Audition and recruitment tour in Seoul, Hong Kong, Taipei, Singapore, Bangkok, Guangzhou, Shanghai, and Beijing
Sunday, October 16, 2011
We arrived in Singapore on 10/14 around 7pm and checked-in to the Conrad hotel. The Conrad hotel, as almost everything I have seen in Singapore so far, looked brand new and the service was amazing. There were three people to greet us when we stepped out of the taxi, they escorted us to check-in, and then personally showed each of us to our rooms. Singapore is 30 miles from the equator, so the weather is warm and humid. I enjoy this kind of weather, but the sweating can be uncomfortable in dress clothes.
The auditions started the next morning and were some of the strongest of the trip so far. We went from 10am-7pm straight with no breaks, and heard about 30 applicants. The auditions were held at a recital hall within the Yamaha Music Store, which was about a 5 minute walk from our hotel. After the auditions, I was able to meet with about 10 applicants who wanted to learn more about Ithaca. Overall, it was a very successful day.
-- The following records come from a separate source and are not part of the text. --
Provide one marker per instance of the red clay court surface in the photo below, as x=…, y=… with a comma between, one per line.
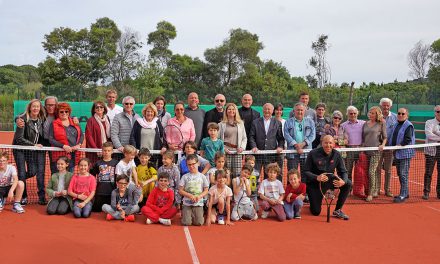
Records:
x=376, y=233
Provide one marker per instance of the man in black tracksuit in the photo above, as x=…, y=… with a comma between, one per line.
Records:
x=320, y=167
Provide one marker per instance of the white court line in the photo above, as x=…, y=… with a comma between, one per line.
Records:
x=191, y=247
x=435, y=209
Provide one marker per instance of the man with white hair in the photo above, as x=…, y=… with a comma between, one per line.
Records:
x=214, y=115
x=432, y=154
x=386, y=157
x=196, y=114
x=123, y=124
x=353, y=128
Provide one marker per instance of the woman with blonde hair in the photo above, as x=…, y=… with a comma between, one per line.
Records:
x=31, y=134
x=374, y=134
x=233, y=134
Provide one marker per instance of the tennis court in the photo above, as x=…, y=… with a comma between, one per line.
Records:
x=382, y=232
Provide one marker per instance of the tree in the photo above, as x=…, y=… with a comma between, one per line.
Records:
x=160, y=40
x=128, y=57
x=319, y=62
x=228, y=61
x=418, y=60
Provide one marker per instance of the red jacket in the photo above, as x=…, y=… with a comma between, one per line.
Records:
x=59, y=134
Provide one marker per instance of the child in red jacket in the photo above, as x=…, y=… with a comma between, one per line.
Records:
x=294, y=197
x=159, y=207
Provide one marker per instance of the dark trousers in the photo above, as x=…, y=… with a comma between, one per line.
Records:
x=35, y=162
x=58, y=205
x=429, y=169
x=315, y=195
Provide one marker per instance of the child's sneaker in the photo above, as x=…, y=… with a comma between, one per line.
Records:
x=221, y=220
x=17, y=208
x=2, y=203
x=24, y=201
x=129, y=218
x=341, y=215
x=264, y=214
x=109, y=217
x=165, y=221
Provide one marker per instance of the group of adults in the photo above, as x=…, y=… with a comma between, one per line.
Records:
x=240, y=129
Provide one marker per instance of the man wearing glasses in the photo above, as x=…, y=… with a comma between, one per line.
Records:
x=123, y=124
x=402, y=134
x=299, y=133
x=432, y=154
x=386, y=157
x=214, y=115
x=353, y=128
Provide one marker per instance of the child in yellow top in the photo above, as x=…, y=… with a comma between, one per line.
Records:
x=147, y=174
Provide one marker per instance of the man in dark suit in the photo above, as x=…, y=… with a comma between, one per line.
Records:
x=266, y=134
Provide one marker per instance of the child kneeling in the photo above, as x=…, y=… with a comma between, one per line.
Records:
x=219, y=198
x=123, y=202
x=159, y=207
x=193, y=187
x=244, y=207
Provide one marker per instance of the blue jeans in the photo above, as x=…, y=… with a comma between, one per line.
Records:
x=81, y=212
x=292, y=163
x=293, y=209
x=402, y=172
x=35, y=162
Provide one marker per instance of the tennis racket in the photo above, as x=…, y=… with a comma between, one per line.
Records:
x=173, y=136
x=328, y=192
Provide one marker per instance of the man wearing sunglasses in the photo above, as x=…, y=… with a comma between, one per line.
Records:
x=123, y=124
x=386, y=157
x=214, y=115
x=432, y=154
x=402, y=134
x=299, y=133
x=353, y=128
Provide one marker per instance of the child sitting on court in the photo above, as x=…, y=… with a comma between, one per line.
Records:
x=211, y=145
x=82, y=189
x=254, y=180
x=159, y=207
x=294, y=197
x=174, y=175
x=104, y=171
x=60, y=203
x=219, y=203
x=147, y=174
x=10, y=187
x=244, y=207
x=271, y=191
x=220, y=161
x=189, y=148
x=123, y=202
x=193, y=187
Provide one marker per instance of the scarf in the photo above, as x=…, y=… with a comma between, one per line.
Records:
x=105, y=133
x=145, y=124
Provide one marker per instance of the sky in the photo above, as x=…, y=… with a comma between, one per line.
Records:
x=369, y=39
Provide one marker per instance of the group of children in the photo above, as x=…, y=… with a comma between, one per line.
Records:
x=197, y=185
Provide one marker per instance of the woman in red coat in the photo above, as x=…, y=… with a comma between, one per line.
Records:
x=97, y=130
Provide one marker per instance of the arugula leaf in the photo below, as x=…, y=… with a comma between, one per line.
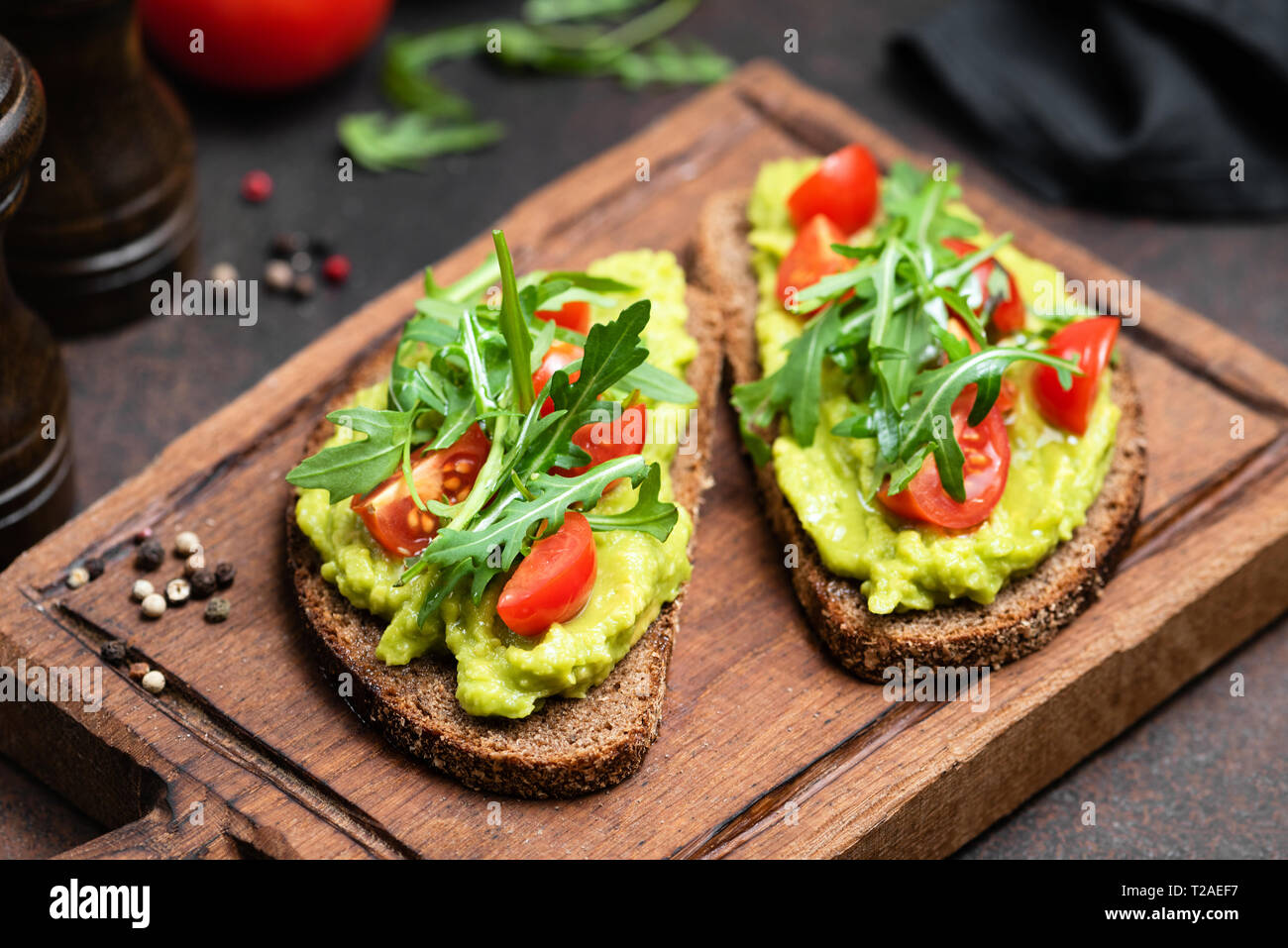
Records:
x=885, y=320
x=509, y=533
x=380, y=143
x=516, y=335
x=563, y=37
x=360, y=466
x=649, y=515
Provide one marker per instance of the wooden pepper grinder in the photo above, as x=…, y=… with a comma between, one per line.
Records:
x=116, y=207
x=35, y=441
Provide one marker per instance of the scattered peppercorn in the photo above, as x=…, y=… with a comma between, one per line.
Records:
x=336, y=268
x=278, y=275
x=218, y=609
x=287, y=243
x=257, y=185
x=153, y=605
x=176, y=591
x=224, y=575
x=223, y=273
x=303, y=286
x=154, y=682
x=150, y=556
x=202, y=583
x=114, y=652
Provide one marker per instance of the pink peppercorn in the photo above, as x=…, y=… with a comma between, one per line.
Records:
x=257, y=185
x=336, y=268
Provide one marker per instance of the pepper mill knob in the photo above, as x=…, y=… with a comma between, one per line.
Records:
x=115, y=204
x=35, y=456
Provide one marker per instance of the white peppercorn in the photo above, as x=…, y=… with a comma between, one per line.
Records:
x=154, y=604
x=176, y=591
x=187, y=544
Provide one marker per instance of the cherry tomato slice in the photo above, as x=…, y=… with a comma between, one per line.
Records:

After the auditions were finished, Amy, Shaun, and I ventured to the Mandarin Bay Sands area, which was like Disney World. The MBS is the world's most expensive standalone casino and includes a HUGE, brand new hotel, and dozens of restaurants and high-profile stores (who shops for Lamborghinis?!). We decided to eat at an outdoor bar that was overpriced, but everything seems to be overpriced in Singapore. We did the tourist thing and ordered some Singapore Slings (gin and pineapple juice), which were very tasty but not very strong. There was a laser light show over the harbor when we were eating which was fun.
From there, we tried to get on the Singapore Flyer (gigantic ferris wheel), but we arrived 15 minutes after it closed. We were all quite tired, though, so we decided to call it a night since we have an early flight to Bangkok.
We arrive in Bangkok around noon, and we have been keeping an eye on the flooding. Apparently, they have experienced the worst floods in 50 years and many of the rural villages are severely under water (sounds like September in Upstate New York). Over 300 people have died so far. I read that the minister is assuring everyone that Bangkok will be safe, but it sounds like city residents are piling up sandbags and stocking up on food items just in case. It doesn't sound like the most stable conditions, so this may be an interesting leg of the trip. We were going to visit a rural fishing village during some down time, but I don't think that will be possible any more.
There are only two weeks left before I return home to see my family. I have been Skyping every night before bed which makes the trip much more bearable. My wife has been sending me photos on a daily basis--technology is so wonderful and necessary on a trip like this. I hope everyone back home is doing well. More from Bangkok soon.